Saturday, November 7, 2009

Wow.


So just a moment ago I had an epiphany. A rather startling epiphany, that is. My life so far, I've always felt pained and hurt by the past like it couldn't have happened in an even worse fashion. Well, I was thinking about how I'm so wrong. Pain has made me the person I am today.

I was listening to a song by David Crowder Band called How He Loves us and it just sort of hit me.
"Heaven meets earth like an unforseen kiss and my heart turns violently inside of my chest. And I don't have time to maintain these regrets when I think about the way...He loves us Oh he how he loves us Oh how he loves us Oh how he loves."

And so I started thinking through reasons of why I used to be so hurt and I realized that it wasn't anything I could have controlled. The blame I had always placed upon my self vanished. Death was not something I was the dicider of. If God wanted them back, then he could have them no matter how much I missed them now. I realized in my heart that I would see them again soon enough.
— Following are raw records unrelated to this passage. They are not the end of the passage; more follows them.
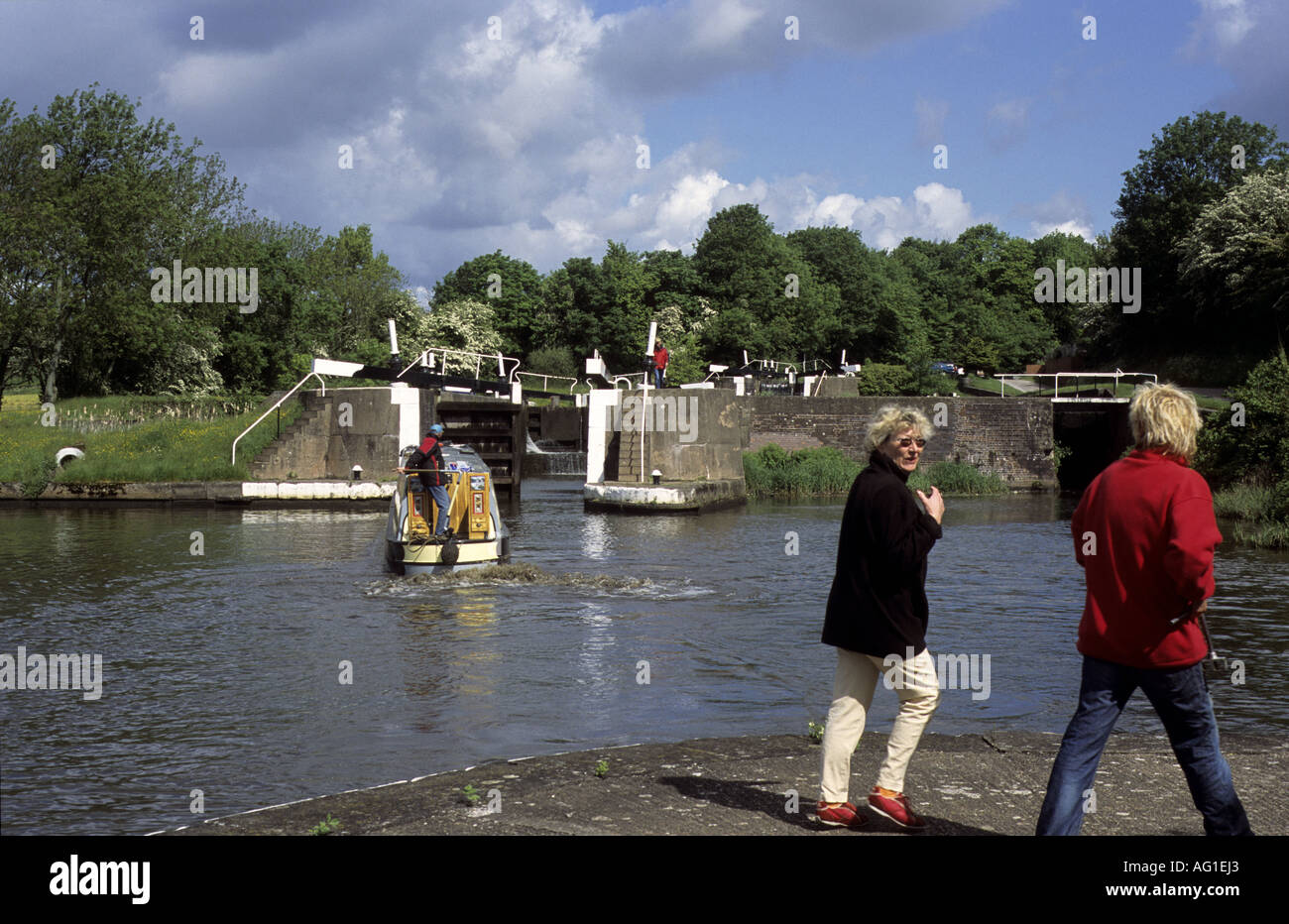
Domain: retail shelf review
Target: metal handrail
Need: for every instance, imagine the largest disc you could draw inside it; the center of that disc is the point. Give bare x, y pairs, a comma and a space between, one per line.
627, 378
275, 407
1116, 375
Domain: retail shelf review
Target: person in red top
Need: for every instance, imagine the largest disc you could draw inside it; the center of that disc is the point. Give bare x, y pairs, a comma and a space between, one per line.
658, 362
428, 462
1145, 535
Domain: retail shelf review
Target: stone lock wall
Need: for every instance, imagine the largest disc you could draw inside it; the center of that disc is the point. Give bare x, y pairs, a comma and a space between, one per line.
317, 446
1010, 438
690, 434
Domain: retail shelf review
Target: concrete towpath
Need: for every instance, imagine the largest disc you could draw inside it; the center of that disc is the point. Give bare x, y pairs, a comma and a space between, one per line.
989, 783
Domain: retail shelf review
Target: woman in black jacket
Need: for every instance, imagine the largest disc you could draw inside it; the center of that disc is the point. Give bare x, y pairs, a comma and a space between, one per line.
877, 618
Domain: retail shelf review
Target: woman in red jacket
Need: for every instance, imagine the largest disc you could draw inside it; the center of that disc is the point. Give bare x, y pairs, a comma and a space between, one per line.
1145, 536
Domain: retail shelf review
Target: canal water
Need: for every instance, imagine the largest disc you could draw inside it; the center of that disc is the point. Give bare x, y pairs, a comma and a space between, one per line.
222, 671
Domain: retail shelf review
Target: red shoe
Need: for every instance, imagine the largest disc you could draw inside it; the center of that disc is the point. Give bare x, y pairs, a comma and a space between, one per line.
896, 808
839, 816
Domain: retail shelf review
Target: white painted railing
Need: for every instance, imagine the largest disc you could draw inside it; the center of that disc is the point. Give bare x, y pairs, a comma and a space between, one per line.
545, 379
276, 404
433, 355
1057, 378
When I was younger, I went to my grandmother's house everyday. All of our cousins went everyday. So my brother and I would go upstairs and play with our cousins in the playroom attick, but seeing as they were all guys they usually kicked me out. Sarah, my only girl cousin, would try to get me to play with them sometimes but it usually didn't work out, and I usually ended up going downstairs to sit in a room by myself. Well one day, my grandmother got really sick. Dealthy sick. Cancer was killing her from the inside out. Not that I knew that at the time, I just knew she was sick and I needed to leave her alone. And she stayed sick. After a while she was taken care of at home by a nurse that would come see her everyday, and everyday I would sit on the stairs and watch her take care of my grandmother. Well one day, as I remember it, her heart monitor started slowing but I didn't think anything of it, I just thought she was asleep. I was so young I didn't realize how serious the situation was. Well I sat on the stairs and listened to her heart monitor slow into one steady line of a beep. I'd never heard that before. What I hadn't realized at the time was that my grandmother had just died. I got scared and started calling for my mom but before I knew it all my aunts and uncles and my mom and the nurse where in there crying. It wasn't until the funeral that I'd realized what I'd witnessed at such a young age.
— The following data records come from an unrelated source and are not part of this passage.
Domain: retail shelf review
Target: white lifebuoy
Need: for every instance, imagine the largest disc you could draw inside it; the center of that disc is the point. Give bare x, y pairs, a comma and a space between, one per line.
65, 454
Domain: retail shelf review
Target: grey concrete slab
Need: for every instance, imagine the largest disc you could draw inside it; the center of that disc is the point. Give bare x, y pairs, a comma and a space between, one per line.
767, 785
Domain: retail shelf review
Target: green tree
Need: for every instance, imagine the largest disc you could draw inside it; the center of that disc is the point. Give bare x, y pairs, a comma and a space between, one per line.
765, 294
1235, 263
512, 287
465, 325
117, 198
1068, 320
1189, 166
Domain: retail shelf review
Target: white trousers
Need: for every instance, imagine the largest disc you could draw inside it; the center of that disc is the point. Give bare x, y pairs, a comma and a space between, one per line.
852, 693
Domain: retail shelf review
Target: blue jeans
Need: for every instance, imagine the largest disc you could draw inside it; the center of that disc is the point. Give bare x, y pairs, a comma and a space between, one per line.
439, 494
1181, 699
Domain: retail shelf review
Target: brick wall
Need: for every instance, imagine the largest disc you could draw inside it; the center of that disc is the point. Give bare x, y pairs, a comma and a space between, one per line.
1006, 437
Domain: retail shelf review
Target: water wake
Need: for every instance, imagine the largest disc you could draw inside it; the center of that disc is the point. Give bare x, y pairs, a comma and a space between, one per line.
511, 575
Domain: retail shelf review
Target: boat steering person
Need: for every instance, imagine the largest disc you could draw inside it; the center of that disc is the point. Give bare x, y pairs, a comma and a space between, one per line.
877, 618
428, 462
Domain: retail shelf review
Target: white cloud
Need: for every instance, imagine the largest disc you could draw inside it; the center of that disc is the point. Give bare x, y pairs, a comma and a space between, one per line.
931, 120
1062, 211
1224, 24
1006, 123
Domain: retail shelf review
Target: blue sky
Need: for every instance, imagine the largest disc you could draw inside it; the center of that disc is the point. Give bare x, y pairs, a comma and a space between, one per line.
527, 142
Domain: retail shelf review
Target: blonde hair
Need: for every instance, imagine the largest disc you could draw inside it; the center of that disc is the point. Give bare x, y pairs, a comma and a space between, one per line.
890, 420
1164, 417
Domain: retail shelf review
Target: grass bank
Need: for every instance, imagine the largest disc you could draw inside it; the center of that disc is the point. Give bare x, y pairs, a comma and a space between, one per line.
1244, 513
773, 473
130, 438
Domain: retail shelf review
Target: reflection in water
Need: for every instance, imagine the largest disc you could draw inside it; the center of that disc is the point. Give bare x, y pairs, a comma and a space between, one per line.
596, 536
When I was six I was diagnosed with a near deadly kidney problem that my cousin Sarah had also had when she had been my age. Sarah's cleared up with the pill we'd had to take once a day; mine didn't. I had to have surgery when I was twelve. But that's not the point. My parents, bother being teachers, couldn't take off work to take care of me when I got sick during the school year so they had their friend, my first best friend besides Kennedy Collier, to take off work and take me home. His name was Steve Birely and he'd had the same birthday as me, and as much as I can remember he'd come to alot of my birthday parties. Steve made me take my medicine everyday even though I never wanted to. When I was thirteen, a year after my kidney surgery, Steve died in an ambulance on the way to the hospital. His request was that we spread his ashes on our farm from the top of our highest hill.

So while I was thinking about these two significant incidinces in my life, I realized that even though it hurt me I was happy to let them go. Because I know that one day I'll see them again, and then I'll have the chance to thank them for everything they did for me. I consider myself lucky to have the pain of losing my two closest childhood best friends go. I consider myself lucky to get to see them again one day. Because they both are with God.

John 3:16 "For God loved the world so much, that he sent his one and only son, so that whoever beilieves in him, shall not die forever, but live forever."